DEISA is a library that ensures coupling MPI simulation codes with Dask analytics.
DEISA plugin is built on PDI Data Interface.
DEISA as a PDI plugin requires the PDI Data Interface to be installed with python support.
DEISA requires Dask and Dask Distributed deisa verion that has been adapted to work with the new introduced concepts in DEISA
Check here for spack installation.
Or it can be installed on top of PDI by running:
cmake -DCMAKE_INSTALL_PREFIX=$HOME/local/ -DPython3_EXECUTABLE=~/.conda/envs/yourenv/bin/python3.8 ../
make install
A simulation can be instrumented with PDI to make its internal data available for DEISA thus Dask . At the beginning each simulation process reads the yaml configuration file and loads the DEISA and the MPI plugins of PDI.
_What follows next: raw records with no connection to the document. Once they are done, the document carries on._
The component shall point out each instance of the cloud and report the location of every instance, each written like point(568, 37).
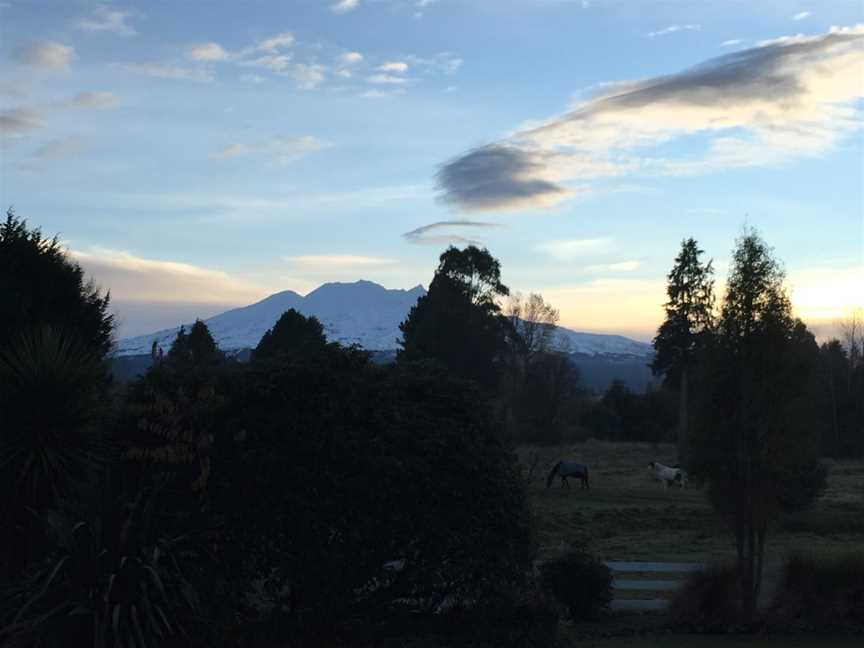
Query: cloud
point(97, 100)
point(394, 66)
point(207, 52)
point(308, 76)
point(274, 62)
point(498, 176)
point(137, 279)
point(350, 58)
point(671, 29)
point(274, 43)
point(19, 121)
point(620, 266)
point(444, 232)
point(333, 261)
point(344, 6)
point(107, 19)
point(571, 249)
point(59, 149)
point(386, 79)
point(784, 99)
point(282, 149)
point(159, 71)
point(47, 55)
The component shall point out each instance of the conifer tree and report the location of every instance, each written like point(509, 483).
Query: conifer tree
point(689, 319)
Internally, a DEISA Bridge is created per MPI process, and they connect to Dask. The bridge which is associated with the process rank 0, reads the deisa_virtual_arrays
section in the yaml file and send it to the DASK client.
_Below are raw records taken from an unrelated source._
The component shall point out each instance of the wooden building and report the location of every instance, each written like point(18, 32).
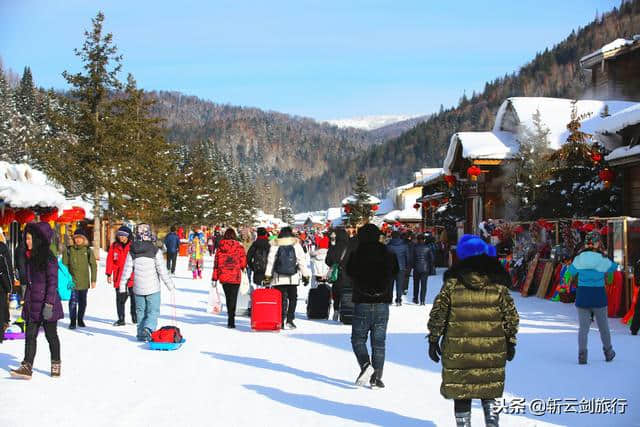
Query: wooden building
point(614, 69)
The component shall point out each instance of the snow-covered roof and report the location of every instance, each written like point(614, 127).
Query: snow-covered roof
point(622, 153)
point(24, 187)
point(614, 45)
point(481, 145)
point(386, 206)
point(628, 117)
point(436, 174)
point(352, 199)
point(555, 114)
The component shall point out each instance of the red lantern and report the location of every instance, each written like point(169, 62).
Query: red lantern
point(607, 176)
point(8, 217)
point(474, 172)
point(596, 157)
point(24, 216)
point(450, 180)
point(49, 216)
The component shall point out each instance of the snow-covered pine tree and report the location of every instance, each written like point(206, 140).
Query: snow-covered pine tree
point(360, 211)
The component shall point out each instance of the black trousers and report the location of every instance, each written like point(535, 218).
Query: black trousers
point(289, 302)
point(31, 340)
point(171, 261)
point(78, 304)
point(121, 299)
point(231, 295)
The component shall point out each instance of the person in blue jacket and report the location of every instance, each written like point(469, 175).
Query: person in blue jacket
point(172, 243)
point(592, 268)
point(401, 250)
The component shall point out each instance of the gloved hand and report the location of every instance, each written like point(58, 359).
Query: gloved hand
point(511, 351)
point(434, 351)
point(47, 312)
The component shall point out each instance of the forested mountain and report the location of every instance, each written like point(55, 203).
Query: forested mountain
point(555, 72)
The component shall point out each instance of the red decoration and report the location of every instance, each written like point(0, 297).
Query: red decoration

Once a piece of data is shared with PDI, the Bridge checks if it is included in the contract then it sends it to a worker that has been chosen in a round-robin fashion with a specific key, else it returns.
DEISA python library implements a DEISA Adaptor. This component is used from the Dask client-side to create Dask arrays describing the data generated by the simulation. The DEISA Adaptor waits for contract to be sent from the DEISA Bridge in MPI rank 0, it selects needed data and sign back the contract. It uses the information containted in the contract to create Dask arrays, that can be retrieved by calling get_deisa_arrays()
method then select the needed array.
An example is included in this repository, it includes the submission scripts that suppose a previous spack installation.